Guttering is a necessity as laid out by building regulations, and they are quite strict about the size of the downpipes, where they’re positioned and where the water will drain too. To ensure that the gutters cannot overflow, there are also guidelines around how to calculate the flow rate.
These regulations are in place for a reason, so it’s important that your home has sufficient guttering.
Where rainwater is allowed to soak into the ground, provisions must be in place so that it is distributed evenly to avoid damaging the foundations or the structure of the building. Rainwater that comes from your guttering must flow into either a soakaway (a hole that’s filled with stone or rubble), a watercourse (a channel such as a river, canal, ditch, pipe or stream), a surface water or a combined sewer system.
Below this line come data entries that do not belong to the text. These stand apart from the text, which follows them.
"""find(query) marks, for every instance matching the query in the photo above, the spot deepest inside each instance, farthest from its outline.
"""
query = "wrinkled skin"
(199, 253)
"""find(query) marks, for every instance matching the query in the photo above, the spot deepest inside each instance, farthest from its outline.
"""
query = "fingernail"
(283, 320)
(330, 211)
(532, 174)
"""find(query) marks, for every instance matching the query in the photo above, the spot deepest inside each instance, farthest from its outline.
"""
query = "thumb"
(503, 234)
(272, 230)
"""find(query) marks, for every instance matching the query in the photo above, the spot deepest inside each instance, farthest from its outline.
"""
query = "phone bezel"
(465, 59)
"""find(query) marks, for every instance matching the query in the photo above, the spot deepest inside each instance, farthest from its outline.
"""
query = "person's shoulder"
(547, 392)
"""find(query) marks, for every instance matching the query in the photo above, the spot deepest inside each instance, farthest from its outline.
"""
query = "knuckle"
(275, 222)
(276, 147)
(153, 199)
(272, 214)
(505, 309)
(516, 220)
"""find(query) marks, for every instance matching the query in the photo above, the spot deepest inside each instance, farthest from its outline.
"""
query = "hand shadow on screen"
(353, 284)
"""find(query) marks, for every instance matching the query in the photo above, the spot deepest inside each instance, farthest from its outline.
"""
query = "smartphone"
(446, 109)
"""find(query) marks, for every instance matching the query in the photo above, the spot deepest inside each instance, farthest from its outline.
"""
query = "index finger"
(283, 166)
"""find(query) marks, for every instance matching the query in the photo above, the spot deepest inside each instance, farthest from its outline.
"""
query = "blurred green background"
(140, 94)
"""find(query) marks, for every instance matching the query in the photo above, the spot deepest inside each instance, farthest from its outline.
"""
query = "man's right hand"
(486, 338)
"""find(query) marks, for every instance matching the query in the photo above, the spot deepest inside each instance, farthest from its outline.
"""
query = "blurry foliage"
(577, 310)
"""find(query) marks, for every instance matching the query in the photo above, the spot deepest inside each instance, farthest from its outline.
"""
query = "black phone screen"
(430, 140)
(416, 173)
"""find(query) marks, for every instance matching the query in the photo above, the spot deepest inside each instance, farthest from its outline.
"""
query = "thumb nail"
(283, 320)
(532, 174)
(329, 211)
When your home’s gutters become blocked, the debris prevents rainwater from draining properly, and this could cause further issues like damp when the problem is left unattended for a long period of time. A blockage usually means the water has nowhere to go and instead flows over the top of the gutter rather than being directed into a drain, as it should. It can also result in broken guttering. This is usually caused by a buildup of water, which can weigh the gutters down and weaken the structure or split the joints.
Before cleaning a gutter, it’s important to note that this job can be tricky, especially if your home has more than one storey. Cleaning gutters can take a long time and it may be better to get someone else to do it if you’re worried about working at a height.
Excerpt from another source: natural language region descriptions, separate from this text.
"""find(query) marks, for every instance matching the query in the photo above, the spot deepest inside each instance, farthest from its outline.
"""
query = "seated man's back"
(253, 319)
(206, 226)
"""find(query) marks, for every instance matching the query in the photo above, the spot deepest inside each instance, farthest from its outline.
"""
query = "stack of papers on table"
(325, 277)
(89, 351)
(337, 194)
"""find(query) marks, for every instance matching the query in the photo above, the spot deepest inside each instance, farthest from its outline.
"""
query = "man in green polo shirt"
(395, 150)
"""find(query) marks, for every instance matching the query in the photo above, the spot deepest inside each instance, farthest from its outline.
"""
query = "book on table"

You should have a good quality ladder, as well as a pair of waterproof gloves and a bucket. If you’re not able to carry out this task yourself, enlist the help of a family member or a professional.
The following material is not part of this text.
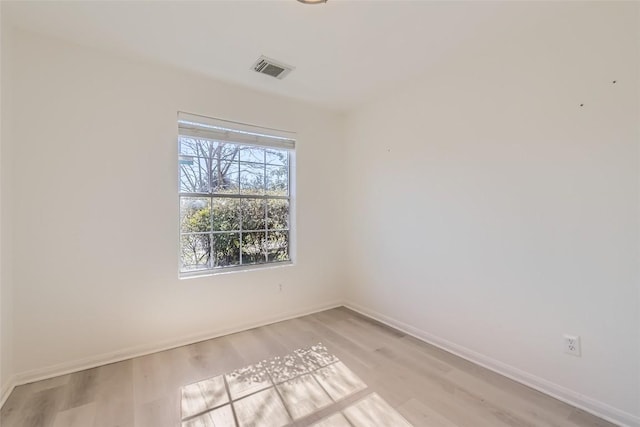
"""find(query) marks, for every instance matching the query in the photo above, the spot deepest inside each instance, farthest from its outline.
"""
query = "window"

The first step is to set up the ladder. Its feet should be placed on an even, stable surface and that there’s little to no chance of it moving while in use. Usually, it’s a good idea to have a second person stand at the bottom of the ladder to hold it in place, particularly on uneven surfaces.
It may also be a good idea to use a ladder stay to ensure that the gutters can be accessed properly. Generally, the gutters are fixed to fascia boards, which means that they overhang the wall by a few centimetres. This means when the ladder is put in place, it may be very difficult and dangerous to reach over and into the gutter. This makes a ladder stay essential.
The next step is to scoop out as much of the debris as possible, while wearing waterproof gloves. This may include leaves and twigs but also some sludge, which is why gloves are a good idea. The debris should be placed in a bucket. Buckets can be attached to a ladder using a ladder hook so that they don’t have to be held throughout the process.
Next, the debris can be removed slowly and steadily, moving the ladder along the gutter regularly to avoid overreaching and working in small sections.
Once the debris has been removed, use a hose to clean the gutters removing any final small bits of debris so they go down the downspout. At this point, you may wish to check that the water is exiting from the downspout and into a drain. If it isn’t, there may be an obstruction. This will need to be cleared, as it could cause drainage issues that may eventually lead to damp. You can use a plumber’s auger (also known as a plumber’s snake) to clear any blockages.
Ideally, you should aim to have your gutters cleaned twice a year - once in late spring and again in late autumn. This is because these are the most common times for debris, such as seeds, pollen and leaves, to get stuck in the guttering.
To make the task a little easier, you could enlist the help of a specialist to get the job done biannually. This could be a good idea for houses that are more than one storey.